The Primary Areas

The prime areas are:

  • Communication and Language; and
  • Physical Development

In addition, the specific areas for development are:

  • Literacy;
  • Mathematics;
  • Understanding the World; and
  • Expressive Arts and Design.

Educational programmes must involve activities and experiences for children, as follows:

Communication and Language development involves giving children opportunities to experience a rich language environment; to develop their confidence and skills in expressing themselves; and to speak and listen in a range of situations.

Physical Development involves providing opportunities for young children to be active and interactive; and to develop their coordination, control, and movement. Children must also be helped to understand the importance of physical activity, and to make healthy choices in relation to food.

Literacy development involves encouraging children to link sounds and letters and to begin to read and write. Children must be given access to a wide range of reading materials (books, poems, and other written materials) to ignite their interest.

Mathematics involves providing children with opportunities to develop and improve their skills in counting, understanding and using numbers, calculating simple addition and subtraction problems; and to describe shapes, spaces, and measures.

Understanding the World involves guiding children to make sense of their physical world and their community through opportunities to explore, observe and find out about people, places, technology and the environment.

Expressive Arts and Design involves enabling children to explore and play with a wide range of media and materials, as well as providing opportunities and encouragement for sharing their thoughts, ideas and feelings through a variety of activities in art, music, movement, dance, role-play, and design and technology.

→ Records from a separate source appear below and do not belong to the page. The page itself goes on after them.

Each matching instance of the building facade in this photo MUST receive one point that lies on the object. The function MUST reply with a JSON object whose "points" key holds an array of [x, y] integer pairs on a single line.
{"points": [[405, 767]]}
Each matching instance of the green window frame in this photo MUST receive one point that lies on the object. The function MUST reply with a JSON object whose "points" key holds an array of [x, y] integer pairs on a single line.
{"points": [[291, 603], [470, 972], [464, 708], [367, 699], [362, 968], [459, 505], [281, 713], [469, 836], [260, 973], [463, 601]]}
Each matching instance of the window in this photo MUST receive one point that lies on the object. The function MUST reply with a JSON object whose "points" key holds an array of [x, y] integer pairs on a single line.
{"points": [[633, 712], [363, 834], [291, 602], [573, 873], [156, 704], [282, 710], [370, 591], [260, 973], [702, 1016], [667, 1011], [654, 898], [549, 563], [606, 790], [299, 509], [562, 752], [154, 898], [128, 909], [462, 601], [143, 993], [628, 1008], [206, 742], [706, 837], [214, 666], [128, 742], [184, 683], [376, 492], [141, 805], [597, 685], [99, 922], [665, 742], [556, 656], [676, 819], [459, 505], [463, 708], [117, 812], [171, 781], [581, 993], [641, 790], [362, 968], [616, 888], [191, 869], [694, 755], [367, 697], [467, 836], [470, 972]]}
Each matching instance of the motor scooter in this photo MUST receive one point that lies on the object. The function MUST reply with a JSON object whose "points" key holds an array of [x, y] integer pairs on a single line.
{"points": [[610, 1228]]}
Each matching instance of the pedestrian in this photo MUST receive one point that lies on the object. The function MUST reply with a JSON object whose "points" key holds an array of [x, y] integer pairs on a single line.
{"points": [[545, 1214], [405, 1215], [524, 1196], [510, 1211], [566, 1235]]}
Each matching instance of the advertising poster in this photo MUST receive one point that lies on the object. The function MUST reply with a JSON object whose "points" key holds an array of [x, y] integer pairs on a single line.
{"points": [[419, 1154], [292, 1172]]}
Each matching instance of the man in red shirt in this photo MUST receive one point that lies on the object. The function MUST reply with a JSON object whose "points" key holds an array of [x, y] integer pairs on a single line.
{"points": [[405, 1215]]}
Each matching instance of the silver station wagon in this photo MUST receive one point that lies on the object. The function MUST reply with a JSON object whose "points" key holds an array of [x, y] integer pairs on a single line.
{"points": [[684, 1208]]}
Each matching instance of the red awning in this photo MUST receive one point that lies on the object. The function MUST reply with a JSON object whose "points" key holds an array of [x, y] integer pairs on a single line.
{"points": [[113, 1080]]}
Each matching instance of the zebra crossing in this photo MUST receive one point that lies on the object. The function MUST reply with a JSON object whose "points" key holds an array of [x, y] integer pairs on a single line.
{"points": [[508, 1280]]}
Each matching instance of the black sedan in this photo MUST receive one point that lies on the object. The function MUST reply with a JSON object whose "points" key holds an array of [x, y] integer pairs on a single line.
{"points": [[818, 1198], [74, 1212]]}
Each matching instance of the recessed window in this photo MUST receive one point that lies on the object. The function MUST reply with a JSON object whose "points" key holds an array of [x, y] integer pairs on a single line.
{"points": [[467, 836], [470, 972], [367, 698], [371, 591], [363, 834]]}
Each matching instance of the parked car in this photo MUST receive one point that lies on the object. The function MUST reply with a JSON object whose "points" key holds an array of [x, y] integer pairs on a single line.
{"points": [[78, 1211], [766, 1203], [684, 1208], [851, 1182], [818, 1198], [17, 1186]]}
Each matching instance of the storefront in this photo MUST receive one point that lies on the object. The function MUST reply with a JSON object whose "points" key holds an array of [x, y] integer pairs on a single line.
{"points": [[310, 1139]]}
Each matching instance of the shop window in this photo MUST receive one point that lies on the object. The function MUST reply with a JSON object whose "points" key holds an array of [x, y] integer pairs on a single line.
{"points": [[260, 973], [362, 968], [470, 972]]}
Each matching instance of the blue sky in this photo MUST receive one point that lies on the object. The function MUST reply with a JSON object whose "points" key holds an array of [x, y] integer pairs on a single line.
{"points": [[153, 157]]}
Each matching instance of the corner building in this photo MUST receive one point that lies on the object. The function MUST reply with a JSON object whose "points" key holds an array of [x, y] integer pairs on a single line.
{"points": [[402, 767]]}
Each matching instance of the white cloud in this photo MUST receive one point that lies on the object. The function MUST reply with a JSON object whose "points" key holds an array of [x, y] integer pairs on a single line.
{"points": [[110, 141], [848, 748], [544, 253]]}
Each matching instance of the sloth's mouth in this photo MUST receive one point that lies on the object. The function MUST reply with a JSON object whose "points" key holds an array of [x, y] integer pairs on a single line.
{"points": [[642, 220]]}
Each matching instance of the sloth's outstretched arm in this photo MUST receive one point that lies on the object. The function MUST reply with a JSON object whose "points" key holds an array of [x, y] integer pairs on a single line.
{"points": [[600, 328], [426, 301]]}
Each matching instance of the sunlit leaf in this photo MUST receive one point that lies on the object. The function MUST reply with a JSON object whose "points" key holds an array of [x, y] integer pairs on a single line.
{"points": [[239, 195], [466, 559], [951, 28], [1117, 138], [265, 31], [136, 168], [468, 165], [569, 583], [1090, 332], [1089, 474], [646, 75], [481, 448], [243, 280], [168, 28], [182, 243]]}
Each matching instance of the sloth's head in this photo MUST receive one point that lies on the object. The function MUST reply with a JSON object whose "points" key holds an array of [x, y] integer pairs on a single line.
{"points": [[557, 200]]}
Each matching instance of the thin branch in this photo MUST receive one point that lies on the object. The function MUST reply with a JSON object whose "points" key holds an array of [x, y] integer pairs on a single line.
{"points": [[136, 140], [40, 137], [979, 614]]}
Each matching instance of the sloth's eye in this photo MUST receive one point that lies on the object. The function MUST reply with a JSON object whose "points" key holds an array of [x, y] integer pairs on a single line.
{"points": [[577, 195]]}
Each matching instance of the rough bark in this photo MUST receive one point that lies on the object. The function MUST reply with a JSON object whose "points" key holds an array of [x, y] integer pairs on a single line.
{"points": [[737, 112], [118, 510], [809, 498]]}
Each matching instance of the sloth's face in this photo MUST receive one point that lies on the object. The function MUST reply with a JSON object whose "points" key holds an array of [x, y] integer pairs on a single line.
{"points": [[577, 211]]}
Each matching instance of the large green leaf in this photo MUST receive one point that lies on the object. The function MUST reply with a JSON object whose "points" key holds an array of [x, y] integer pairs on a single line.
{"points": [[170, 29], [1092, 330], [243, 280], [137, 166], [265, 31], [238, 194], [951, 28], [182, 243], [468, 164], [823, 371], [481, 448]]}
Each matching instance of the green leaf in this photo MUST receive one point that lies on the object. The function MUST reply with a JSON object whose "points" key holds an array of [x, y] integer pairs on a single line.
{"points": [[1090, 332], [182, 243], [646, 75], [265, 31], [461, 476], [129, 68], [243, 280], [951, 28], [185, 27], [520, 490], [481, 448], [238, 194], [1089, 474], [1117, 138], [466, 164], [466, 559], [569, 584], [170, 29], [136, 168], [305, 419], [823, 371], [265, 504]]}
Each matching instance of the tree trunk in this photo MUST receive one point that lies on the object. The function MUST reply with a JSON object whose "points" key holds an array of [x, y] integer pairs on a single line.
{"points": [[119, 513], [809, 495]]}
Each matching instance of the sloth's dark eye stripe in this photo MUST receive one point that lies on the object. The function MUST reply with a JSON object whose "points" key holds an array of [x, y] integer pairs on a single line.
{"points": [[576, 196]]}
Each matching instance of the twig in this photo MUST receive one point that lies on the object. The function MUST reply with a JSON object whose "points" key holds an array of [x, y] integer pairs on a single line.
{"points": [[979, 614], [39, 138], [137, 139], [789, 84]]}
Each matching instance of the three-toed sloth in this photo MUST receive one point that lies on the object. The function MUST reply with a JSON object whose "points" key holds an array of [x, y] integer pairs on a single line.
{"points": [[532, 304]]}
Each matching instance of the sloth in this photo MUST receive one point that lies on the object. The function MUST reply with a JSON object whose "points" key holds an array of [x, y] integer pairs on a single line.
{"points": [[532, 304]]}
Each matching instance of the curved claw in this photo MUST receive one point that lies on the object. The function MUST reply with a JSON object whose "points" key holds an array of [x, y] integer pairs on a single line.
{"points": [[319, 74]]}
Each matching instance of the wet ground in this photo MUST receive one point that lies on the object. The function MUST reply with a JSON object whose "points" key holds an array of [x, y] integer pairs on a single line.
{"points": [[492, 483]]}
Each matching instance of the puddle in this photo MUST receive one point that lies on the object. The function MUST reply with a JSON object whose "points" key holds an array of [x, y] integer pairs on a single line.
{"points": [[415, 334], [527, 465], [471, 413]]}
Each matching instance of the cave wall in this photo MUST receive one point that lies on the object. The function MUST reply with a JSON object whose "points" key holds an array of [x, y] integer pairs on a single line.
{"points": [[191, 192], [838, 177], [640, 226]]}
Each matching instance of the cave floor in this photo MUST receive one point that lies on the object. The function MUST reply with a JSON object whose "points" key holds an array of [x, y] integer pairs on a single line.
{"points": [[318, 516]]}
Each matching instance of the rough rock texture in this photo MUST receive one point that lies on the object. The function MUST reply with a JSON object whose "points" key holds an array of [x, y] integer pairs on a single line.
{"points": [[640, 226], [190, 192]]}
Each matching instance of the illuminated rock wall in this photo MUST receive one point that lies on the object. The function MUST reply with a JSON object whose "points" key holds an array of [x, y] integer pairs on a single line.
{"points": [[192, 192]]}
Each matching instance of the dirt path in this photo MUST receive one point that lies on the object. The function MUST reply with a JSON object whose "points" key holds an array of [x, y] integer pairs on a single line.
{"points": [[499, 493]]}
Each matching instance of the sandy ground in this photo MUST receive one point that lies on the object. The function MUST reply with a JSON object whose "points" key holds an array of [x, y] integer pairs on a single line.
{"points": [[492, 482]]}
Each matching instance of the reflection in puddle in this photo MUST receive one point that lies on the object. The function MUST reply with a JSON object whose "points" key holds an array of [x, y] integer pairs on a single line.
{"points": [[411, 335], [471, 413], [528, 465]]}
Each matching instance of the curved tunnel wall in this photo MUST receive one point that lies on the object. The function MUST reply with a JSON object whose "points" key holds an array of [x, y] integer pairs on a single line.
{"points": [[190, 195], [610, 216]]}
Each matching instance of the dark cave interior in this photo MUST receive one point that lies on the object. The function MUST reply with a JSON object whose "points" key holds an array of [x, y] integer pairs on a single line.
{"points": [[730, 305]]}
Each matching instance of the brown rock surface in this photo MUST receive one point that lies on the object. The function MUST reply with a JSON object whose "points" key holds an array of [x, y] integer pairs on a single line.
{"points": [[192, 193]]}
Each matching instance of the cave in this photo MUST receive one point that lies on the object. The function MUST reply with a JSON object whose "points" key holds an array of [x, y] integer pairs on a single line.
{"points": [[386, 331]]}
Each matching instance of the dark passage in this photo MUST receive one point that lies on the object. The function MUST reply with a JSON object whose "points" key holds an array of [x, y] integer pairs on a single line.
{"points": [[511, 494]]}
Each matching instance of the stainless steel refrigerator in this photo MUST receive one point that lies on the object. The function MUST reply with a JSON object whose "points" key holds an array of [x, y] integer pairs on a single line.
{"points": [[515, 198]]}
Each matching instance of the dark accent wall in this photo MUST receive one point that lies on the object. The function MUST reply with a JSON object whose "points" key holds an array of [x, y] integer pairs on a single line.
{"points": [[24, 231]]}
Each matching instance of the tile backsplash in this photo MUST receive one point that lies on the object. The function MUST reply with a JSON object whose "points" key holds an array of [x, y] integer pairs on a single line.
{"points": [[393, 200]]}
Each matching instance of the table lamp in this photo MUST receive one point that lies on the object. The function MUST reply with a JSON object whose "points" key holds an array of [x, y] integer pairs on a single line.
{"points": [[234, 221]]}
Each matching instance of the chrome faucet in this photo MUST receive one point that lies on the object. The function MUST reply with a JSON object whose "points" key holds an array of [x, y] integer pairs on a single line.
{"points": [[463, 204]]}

The prime areas - Communication and  Language

Listening and Attention:

Children listen attentively in a range of situations. They listen to stories, accurately anticipating key events and respond to what they hear with relevant comments, questions or actions. They give their attention to what others say

and respond appropriately, while engaged in another activity.

Understanding:

Children follow instructions involving several ideas or actions. They answer ‘how’ and ‘why’ questions about their experiences and in response to stories or events.

Speaking:

Children express themselves effectively, showing awareness of listeners’ needs. They use past, present and future forms accurately when talking about events that have happened or are to happen in the future. They develop their

own narratives and explanations by connecting ideas or events.

Physical Development:

Moving and handling: Children show good control and coordination in large and small movements. They move confidently in a range of ways, safely negotiating space. They handle equipment and tools effectively, including pencils for writing.

Health and Self-care:

Children know the importance for good health of physical exercise, and a healthy diet, and talk about ways to keep healthy and safe. They manage their own basic hygiene and personal needs successfully, including dressing and

going to the restroom independently.

Personal, Social and Emotional Development:

Self-confidence and self-awareness: Children are confident to try new activities, and say why they like some activities more than others. They are confident to speak in a familiar group, will talk about their ideas and will choose the

resources they need for their chosen activities. They say when they do or don’t need help.

Managing feelings and behaviour: Children talk about how they and others show feelings, talk about their own and others’ behaviour, and its consequences, and know that some behaviour is unacceptable. They work as part of a group or class and understand and follow the rules. They adjust their behaviour to different situations and take changes of routine in their stride. 

Making relationships: Children play cooperatively, taking turns with others. They take account of one another’s ideas about how to organise their activity. They  show sensitivity to others’ needs and feelings and form positive relationships  with adults and other children.